It’s tough to differentiate between a wise investment and a wasteful rabbit hole, but one thing you should not skimp on is writing.

As you launch your company, you’re probably jumping into a crowded field. Good copywriting will give you a distinct voice among the competition and, most important, help you convert more customers.

Here are 18 tips to write copy that convinces, influences and converts:

1. Write conversationally. Communicate with people as you would over coffee. Eliminate industry geek speak. Delete jargon and insider phrases that might cause confusion. If you use technical terms, define them.

Write with a casual tone, and emphasize clarity over trying to sound smart.

2. Learn how to write a great headline. David Ogilvy knew that people tend to read headlines—and often not much else.

Ogilvy was working mostly with print ads, but headlines are still crucial for web content, blogs, landing pages and other marketing collateral. Treat every headline as if it’s the only bit of your story people will read—because it often is.

Don’t treat headlines as an afterthought. Take time to craft teasers that entice, inspire, jar and excite.

3. Become a master with emotion. People tend to buy based on emotion.

If you can invoke fear, greed, happiness and other emotions into your copywriting, you’ll create more sales. It’s that simple.

Make people understand how your product or service will make them feel.

4. Offer social proof. The second you have happy early adopters and customers, seek permission to place testimonials on your website.

You can hawk your own wares until you’re blue in the face, but neutral third parties always carry more marketing weight. Ask for LinkedIn recommendations, promote Facebook flattery, and solicit praise from your biggest fans.

5. Tell a compelling story. What differentiates your company from the competition?

Even if you lack a fascinating backstory, use your “About” page to elaborate on your personal credentials, passions and interests. Tell stories instead of conveying information.

People remember a great story more easily than they’ll remember a data point. Always incorporate the human element in your writing, and prioritize content that lends itself to compelling storytelling.

6. Back up your claims. Hot takes and personal opinions won’t sway skeptical consumers. Use data, stats and facts to bolster your claims.

Cite reputable resources, piggyback off academic research or mine your own data to boost credibility and write more persuasively.

7. Maintain focus. Everything you write should have one central idea behind it. Don’t meander or try to cover too much in one piece. After you finish writing something, go back and edit out the filler.

Keep your copy focused on your main idea. If you have something strong that doesn’t support your main idea, save it for another blog post or marketing piece. Write with a specific call to action in mind.

8. Use visuals. Most readers will give your copy a few short seconds before they determine whether to continue. Use striking visuals with descriptive captions to lure them in.

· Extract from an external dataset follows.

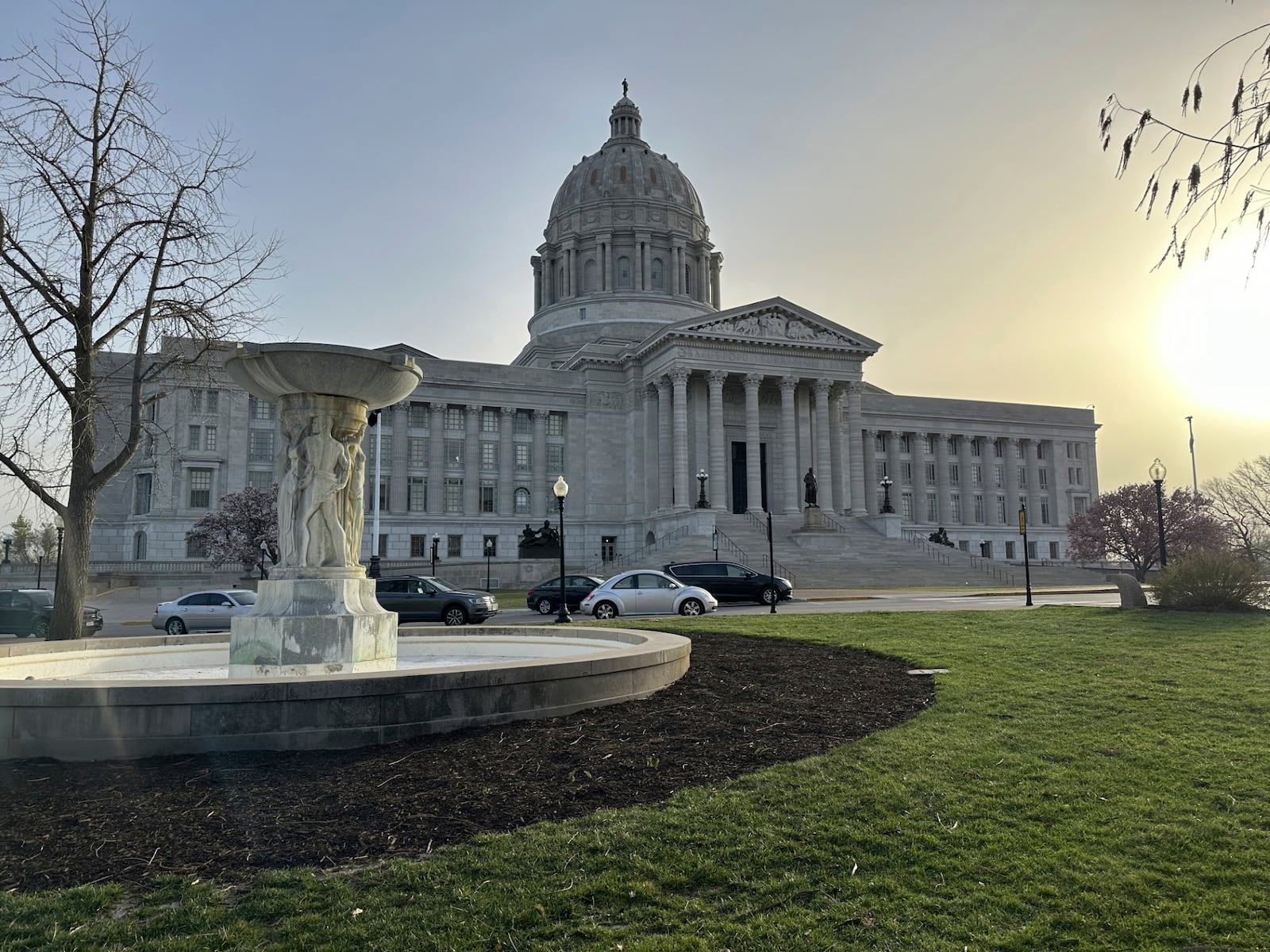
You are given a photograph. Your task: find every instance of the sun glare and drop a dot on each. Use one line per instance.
(1213, 334)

Break up blocks of text by inserting pictures, GIFs, videos, infographics and other visually appealing elements to keep readers engaged. Also use bullet points, lists and subheads to make for swift reading.

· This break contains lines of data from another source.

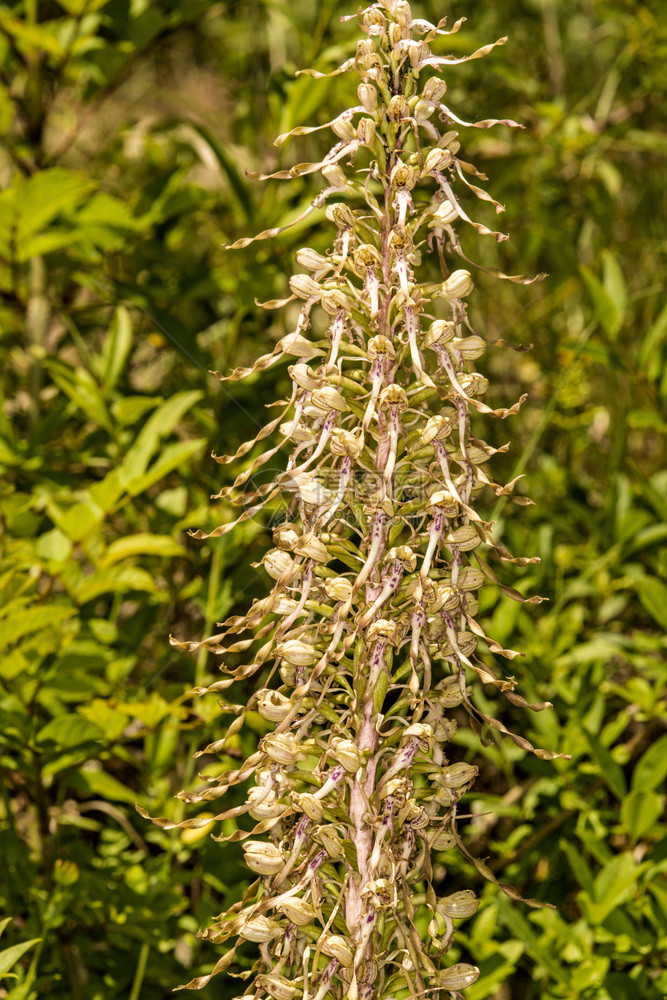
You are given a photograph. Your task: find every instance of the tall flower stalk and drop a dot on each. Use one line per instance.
(369, 638)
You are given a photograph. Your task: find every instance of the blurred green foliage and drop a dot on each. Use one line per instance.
(126, 128)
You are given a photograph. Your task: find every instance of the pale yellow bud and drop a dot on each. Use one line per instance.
(311, 806)
(466, 642)
(458, 285)
(469, 348)
(382, 629)
(473, 384)
(465, 538)
(345, 752)
(259, 929)
(304, 286)
(457, 775)
(367, 96)
(405, 554)
(338, 589)
(273, 706)
(345, 443)
(439, 332)
(438, 426)
(299, 654)
(277, 986)
(470, 578)
(341, 215)
(327, 398)
(434, 89)
(312, 260)
(444, 841)
(338, 947)
(380, 345)
(263, 804)
(286, 535)
(282, 748)
(366, 131)
(449, 692)
(297, 911)
(393, 395)
(330, 841)
(311, 547)
(334, 174)
(437, 159)
(459, 904)
(344, 129)
(277, 563)
(458, 977)
(297, 346)
(263, 858)
(398, 109)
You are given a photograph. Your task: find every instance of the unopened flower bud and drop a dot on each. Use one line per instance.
(277, 986)
(298, 653)
(434, 89)
(437, 159)
(286, 535)
(439, 332)
(367, 96)
(312, 260)
(263, 858)
(277, 563)
(398, 109)
(457, 775)
(473, 383)
(393, 395)
(282, 748)
(346, 752)
(459, 904)
(337, 946)
(470, 578)
(311, 547)
(458, 285)
(264, 804)
(380, 345)
(366, 131)
(309, 805)
(273, 706)
(334, 175)
(458, 977)
(304, 286)
(327, 398)
(469, 348)
(259, 929)
(341, 215)
(344, 129)
(338, 589)
(297, 911)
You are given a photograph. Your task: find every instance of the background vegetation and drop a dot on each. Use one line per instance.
(126, 126)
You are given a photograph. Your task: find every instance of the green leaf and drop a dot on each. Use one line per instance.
(610, 771)
(118, 579)
(614, 283)
(172, 456)
(159, 425)
(117, 346)
(613, 885)
(653, 595)
(640, 811)
(141, 544)
(10, 956)
(69, 731)
(651, 770)
(23, 623)
(603, 304)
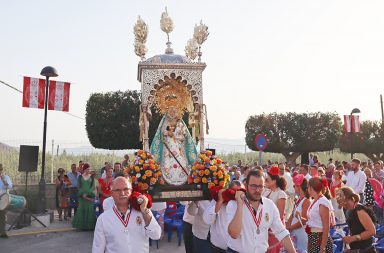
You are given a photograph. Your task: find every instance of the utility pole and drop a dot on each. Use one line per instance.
(382, 111)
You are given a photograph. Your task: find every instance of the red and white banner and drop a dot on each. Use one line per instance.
(351, 124)
(33, 92)
(58, 96)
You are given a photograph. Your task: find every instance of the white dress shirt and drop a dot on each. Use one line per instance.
(200, 229)
(219, 225)
(356, 180)
(108, 203)
(314, 218)
(4, 188)
(110, 235)
(249, 241)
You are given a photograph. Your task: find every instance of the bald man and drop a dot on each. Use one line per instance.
(123, 229)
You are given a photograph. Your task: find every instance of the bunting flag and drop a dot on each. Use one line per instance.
(58, 98)
(351, 124)
(33, 92)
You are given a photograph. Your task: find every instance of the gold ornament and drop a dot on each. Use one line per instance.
(176, 95)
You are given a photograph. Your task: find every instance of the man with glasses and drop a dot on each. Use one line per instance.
(250, 217)
(122, 228)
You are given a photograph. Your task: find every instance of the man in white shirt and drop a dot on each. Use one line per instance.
(122, 228)
(216, 217)
(290, 191)
(5, 185)
(200, 229)
(250, 217)
(356, 179)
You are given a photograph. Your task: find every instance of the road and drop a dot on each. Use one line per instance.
(68, 242)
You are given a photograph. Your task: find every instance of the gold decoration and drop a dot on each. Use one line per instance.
(141, 33)
(176, 95)
(166, 23)
(191, 49)
(140, 30)
(200, 33)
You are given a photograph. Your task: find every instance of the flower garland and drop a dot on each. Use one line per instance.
(144, 172)
(209, 170)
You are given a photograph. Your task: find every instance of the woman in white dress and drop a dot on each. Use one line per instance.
(295, 226)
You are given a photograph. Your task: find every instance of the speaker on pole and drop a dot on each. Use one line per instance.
(212, 150)
(28, 158)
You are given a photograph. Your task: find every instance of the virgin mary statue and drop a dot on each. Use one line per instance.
(173, 149)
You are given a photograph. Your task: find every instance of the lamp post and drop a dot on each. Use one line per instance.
(47, 72)
(355, 110)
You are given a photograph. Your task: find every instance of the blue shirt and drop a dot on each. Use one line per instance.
(73, 178)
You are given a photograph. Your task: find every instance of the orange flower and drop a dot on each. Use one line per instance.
(213, 168)
(196, 180)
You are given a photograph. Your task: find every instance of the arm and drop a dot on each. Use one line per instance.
(8, 179)
(324, 214)
(361, 185)
(288, 245)
(209, 216)
(235, 225)
(281, 207)
(369, 228)
(99, 241)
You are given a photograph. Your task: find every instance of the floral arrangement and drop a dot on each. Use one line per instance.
(209, 170)
(144, 172)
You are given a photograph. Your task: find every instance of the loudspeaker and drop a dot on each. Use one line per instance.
(28, 158)
(305, 158)
(213, 150)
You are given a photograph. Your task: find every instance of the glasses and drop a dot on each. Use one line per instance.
(256, 187)
(125, 190)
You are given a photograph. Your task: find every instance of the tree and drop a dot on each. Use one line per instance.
(370, 141)
(292, 134)
(112, 120)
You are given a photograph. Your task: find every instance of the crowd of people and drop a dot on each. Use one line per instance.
(276, 206)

9. Keep your copy clean. Typos can be a company killer.

Writing that’s rife with mistakes speaks to your credibility—or lack thereof. You don’t have to be perfect, but you should be consistent. There are ways you can improve. Use your word processor spell check, or a third-party program. Have someone look at your copy before you publish it. Hire a copy editor. All these things can help.

10. Write a strong “About Us” page. This is arguably your most important piece of marketing. Before making a purchase decision, your reader wants to know, “Why you?” Your “About” page is the place to create a compelling case of why you’re the right person for the job.

Use that page to establish credibility, likability and trust.